Posts Tagged ‘midwest regional greenhouse gas accord’

Midwestern Governors (Except Missouri’s) Sign Climate Change Accord

mwgga.JPG

I’m a few days late on this one, although the green blogosphere in general has been quiet on this news (thank you Grist, Sightline Institute, and It’s Getting Hot in Here!): on Thursday in Milwaukee, governors from nine Midwestern states and the Canadian province of Manitoba signed the Midwest Regional Greenhouse Gas Reduction Accord. Based on similar agreements in the Northeast and West Coast, the accord commits seven of the signatories to creating a regional cap-and-trade system for greenhouse gases by 2010 (Ohio, Indiana, and South Dakota signed on as observers); it does not yet establish a reduction goal (as Grist notes).
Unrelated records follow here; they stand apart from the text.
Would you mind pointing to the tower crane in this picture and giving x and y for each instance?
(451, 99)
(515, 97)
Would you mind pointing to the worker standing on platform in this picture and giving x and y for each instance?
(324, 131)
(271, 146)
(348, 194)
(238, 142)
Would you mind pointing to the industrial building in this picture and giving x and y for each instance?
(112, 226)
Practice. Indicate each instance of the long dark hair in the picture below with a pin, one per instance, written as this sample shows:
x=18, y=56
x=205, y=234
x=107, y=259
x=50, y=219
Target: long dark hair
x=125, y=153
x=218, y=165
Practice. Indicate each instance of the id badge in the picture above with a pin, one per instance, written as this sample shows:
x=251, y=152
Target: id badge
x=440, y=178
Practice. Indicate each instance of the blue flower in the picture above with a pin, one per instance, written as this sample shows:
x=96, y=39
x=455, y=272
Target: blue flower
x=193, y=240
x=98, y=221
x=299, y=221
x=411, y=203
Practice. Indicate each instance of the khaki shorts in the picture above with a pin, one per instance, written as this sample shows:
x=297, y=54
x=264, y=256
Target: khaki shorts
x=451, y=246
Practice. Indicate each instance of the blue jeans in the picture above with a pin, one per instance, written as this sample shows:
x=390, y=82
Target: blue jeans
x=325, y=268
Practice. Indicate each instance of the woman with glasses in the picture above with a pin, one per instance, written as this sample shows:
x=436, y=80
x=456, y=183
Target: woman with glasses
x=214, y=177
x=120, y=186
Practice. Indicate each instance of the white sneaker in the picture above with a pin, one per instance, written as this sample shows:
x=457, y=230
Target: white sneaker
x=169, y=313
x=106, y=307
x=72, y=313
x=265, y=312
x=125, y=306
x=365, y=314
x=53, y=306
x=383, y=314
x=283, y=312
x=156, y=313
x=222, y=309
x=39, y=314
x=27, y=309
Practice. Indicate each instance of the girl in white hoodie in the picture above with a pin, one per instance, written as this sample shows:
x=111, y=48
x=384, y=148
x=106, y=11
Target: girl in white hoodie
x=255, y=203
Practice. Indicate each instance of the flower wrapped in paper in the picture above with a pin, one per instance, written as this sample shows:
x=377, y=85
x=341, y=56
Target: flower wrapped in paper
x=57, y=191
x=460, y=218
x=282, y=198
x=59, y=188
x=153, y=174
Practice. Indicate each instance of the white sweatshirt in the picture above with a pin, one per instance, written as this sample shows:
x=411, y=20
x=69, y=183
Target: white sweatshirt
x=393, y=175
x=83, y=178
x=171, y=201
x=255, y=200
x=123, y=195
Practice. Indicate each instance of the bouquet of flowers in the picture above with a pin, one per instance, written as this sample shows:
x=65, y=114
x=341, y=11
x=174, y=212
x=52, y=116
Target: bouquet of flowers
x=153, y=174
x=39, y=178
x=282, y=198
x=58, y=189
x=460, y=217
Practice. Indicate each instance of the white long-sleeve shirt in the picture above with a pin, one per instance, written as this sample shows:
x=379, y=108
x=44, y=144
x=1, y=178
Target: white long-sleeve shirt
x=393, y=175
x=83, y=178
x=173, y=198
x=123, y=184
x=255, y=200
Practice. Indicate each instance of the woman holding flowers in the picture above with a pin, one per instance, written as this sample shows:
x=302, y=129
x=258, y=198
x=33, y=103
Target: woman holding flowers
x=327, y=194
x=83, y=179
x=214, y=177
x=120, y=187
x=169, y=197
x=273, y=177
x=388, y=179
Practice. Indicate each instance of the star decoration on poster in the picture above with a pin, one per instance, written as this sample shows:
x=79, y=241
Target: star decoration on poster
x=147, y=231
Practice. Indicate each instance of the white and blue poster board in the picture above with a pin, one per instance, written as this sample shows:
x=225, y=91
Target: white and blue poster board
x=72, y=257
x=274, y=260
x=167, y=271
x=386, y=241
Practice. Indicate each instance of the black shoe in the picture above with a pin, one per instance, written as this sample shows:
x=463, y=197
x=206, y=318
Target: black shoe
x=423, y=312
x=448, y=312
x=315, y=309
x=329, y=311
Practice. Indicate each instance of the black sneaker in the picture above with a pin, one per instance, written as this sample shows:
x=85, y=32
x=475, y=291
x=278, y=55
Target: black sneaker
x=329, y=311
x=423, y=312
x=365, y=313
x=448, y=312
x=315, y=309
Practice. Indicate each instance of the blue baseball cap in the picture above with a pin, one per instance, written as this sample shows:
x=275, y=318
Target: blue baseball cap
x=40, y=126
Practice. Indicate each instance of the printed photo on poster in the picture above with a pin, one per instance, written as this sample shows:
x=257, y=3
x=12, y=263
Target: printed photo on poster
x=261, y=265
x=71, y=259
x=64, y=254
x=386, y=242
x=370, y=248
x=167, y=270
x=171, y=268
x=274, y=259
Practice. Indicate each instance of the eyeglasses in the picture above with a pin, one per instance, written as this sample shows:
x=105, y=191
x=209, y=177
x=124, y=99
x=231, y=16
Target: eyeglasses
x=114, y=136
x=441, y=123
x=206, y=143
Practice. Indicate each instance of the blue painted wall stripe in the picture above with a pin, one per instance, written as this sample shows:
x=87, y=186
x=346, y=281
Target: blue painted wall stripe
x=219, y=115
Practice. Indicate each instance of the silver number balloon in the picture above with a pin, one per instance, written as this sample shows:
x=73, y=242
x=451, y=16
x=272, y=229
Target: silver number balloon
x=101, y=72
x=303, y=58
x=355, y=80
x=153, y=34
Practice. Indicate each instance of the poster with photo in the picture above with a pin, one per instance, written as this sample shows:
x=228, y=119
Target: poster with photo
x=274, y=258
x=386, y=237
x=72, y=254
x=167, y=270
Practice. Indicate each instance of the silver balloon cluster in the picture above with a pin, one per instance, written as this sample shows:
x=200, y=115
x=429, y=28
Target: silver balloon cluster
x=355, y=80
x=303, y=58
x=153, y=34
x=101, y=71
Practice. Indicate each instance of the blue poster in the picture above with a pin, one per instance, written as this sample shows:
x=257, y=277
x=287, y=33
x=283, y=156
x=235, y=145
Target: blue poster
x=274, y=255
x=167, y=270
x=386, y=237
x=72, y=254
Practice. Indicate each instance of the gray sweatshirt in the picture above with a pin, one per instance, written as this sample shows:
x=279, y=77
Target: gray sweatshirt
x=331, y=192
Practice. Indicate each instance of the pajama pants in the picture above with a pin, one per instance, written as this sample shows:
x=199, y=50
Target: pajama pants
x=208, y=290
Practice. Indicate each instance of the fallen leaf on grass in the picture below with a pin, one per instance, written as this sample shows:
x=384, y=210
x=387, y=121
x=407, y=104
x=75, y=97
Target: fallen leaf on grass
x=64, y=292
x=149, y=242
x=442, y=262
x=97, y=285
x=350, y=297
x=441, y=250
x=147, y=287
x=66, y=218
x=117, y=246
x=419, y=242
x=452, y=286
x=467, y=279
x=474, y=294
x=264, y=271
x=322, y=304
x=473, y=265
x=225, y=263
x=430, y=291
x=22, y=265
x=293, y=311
While this is accord is only a first step, there’s a lot to celebrate here. Politically, the Midwest is pretty purple: cities tend to be bright blue, while rural areas are fiery red. Culturally, it’s fairly conservative overall: the “Heartland” has meanings beyond geographical location. If governors from both political parties (and the event surrounding the signing was co-hosted by Wisconsin’s Democratic governor Jim Doyle, and Minnesota’s Republican governor Tim Pawlenty) are willing to spend political capital in such a manner, that’s a strong sign that the polls aren’t wrong: the desire to address climate change has reached the mainstream.